This installs `choosegpu` with all dependencies, including `nvitop` for NVIDIA GPU detection. On Mac Silicon, `nvitop` will be installed but not used (the library automatically detects the platform and uses MPS instead).

### Optional: Memory Pooling (NVIDIA only)

If you want to use `memory_pool=True` on NVIDIA GPUs, also install RMM and CuPy:

```bash
pip install rmm-cu11 cupy-cuda11x  # Adjust CUDA version as needed
```

## Usage

### Basic Usage

```python
import choosegpu

# Enable GPU (uses MPS on Mac Silicon, CUDA on NVIDIA)
choosegpu.configure_gpu(enable=True)

# Now import your deep learning framework
import torch

# The appropriate GPU backend will be configured
```

### Disable GPU (only effective on NVIDIA, not on Mac Silicon)

```python
import choosegpu

# Disable GPU - use CPU only
choosegpu.configure_gpu(enable=False)

import torch

# On Mac Silicon: check choosegpu.get_gpu_config() to see if GPU should not be used
```

### Check GPU Configuration

```python
import choosegpu

choosegpu.configure_gpu(enable=True)

# Get the current GPU configuration
gpu_config = choosegpu.get_gpu_config()
# Returns: ["mps"] on Mac Silicon, or ["GPU-UUID"] on NVIDIA
# Returns: ["-1"] when disabled
# Returns: None if not configured

# Check if GPU settings have been configured
if choosegpu.are_gpu_settings_configured():
    print(f"GPU configured: {gpu_config}")
```

### Advanced: Prefer Specific GPUs (NVIDIA only)

```python
import choosegpu

# Prefer specific GPU IDs if they're available
choosegpu.configure_gpu(enable=True, gpu_device_ids=[2, 3])

# Or set global preference
choosegpu.preferred_gpu_ids = [2, 3]
choosegpu.configure_gpu(enable=True)
```

### Memory Pooling (NVIDIA only)

```python
import choosegpu

# Enable memory pooling with RMM (requires rmm and cupy)
choosegpu.configure_gpu(enable=True, memory_pool=True)
```

## Platform Support

| Platform | GPU Backend | Hardware Detection | GPU Disable Behavior |
|----------|-------------|-------------------|---------------------|
| Apple Silicon (M series) | MPS (Metal Performance Shaders) | Always available if hardware supports it | Sets configuration flag, but `torch.backends.mps.is_available()` remains `True` |
| NVIDIA | CUDA | Uses `nvitop` to detect available GPUs | Sets `CUDA_VISIBLE_DEVICES="-1"`, making `torch.cuda.is_available()` return `False` |

## API Reference

### `configure_gpu(enable=True, desired_number_of_gpus=1, memory_pool=False, gpu_device_ids=None, overwrite_existing_configuration=True)`

Configure GPU usage.
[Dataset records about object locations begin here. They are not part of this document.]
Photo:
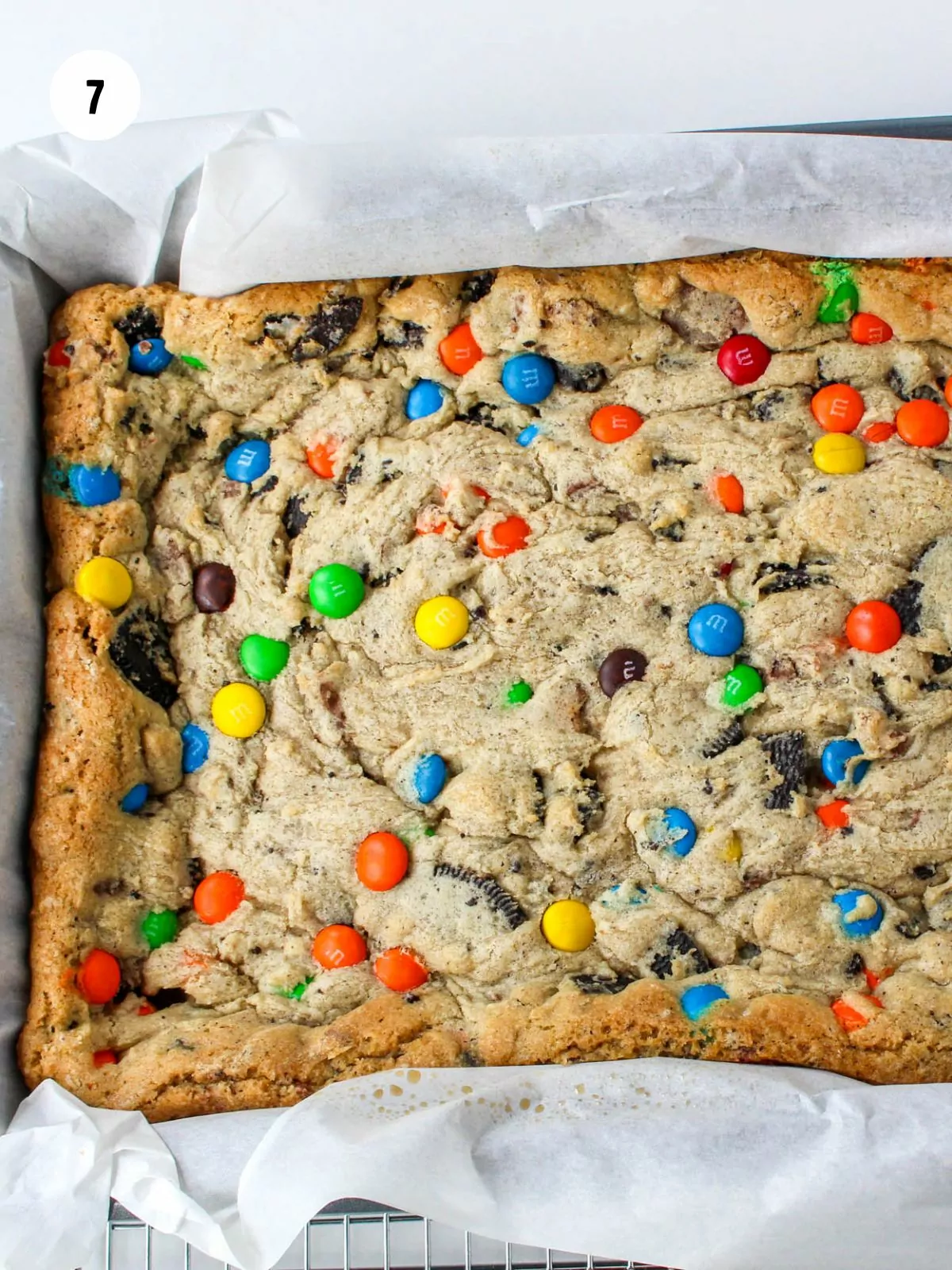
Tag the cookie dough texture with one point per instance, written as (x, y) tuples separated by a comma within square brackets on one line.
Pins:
[(554, 798)]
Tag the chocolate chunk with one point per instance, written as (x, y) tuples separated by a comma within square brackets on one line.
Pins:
[(674, 531), (588, 378), (213, 587), (704, 318), (264, 489), (476, 286), (678, 952), (725, 740), (601, 984), (787, 577), (139, 323), (880, 689), (295, 518), (621, 667), (787, 755), (908, 603), (403, 334), (328, 328), (165, 997), (498, 899), (140, 651)]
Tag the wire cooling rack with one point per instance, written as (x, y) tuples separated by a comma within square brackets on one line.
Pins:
[(353, 1235)]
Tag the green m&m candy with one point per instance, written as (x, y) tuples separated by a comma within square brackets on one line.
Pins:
[(518, 694), (336, 591), (160, 927), (263, 658), (740, 685)]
Must be called before importing PyTorch/TensorFlow.

**Parameters:**
- `enable` (bool): Enable or disable GPU
- `desired_number_of_gpus` (int): Number of GPUs to use (NVIDIA only, ignored on Mac Silicon)
- `memory_pool` (bool): Enable memory pooling with RMM (NVIDIA only)
- `gpu_device_ids` (list): Preferred GPU IDs to use if available (NVIDIA only)
- `overwrite_existing_configuration` (bool): Whether to overwrite existing GPU configuration

**Returns:** List of GPU device identifiers (e.g., `["mps"]` or `["GPU-UUID-123"]`)

### `get_gpu_config()`

Get current GPU configuration.

**Returns:**
- `["mps"]` if MPS is enabled on Mac Silicon
- `["-1"]` if GPU is disabled
- `["GPU-UUID", ...]` for NVIDIA GPUs
- `None` if not configured

### `are_gpu_settings_configured()`

Check if GPU settings have been configured by this library.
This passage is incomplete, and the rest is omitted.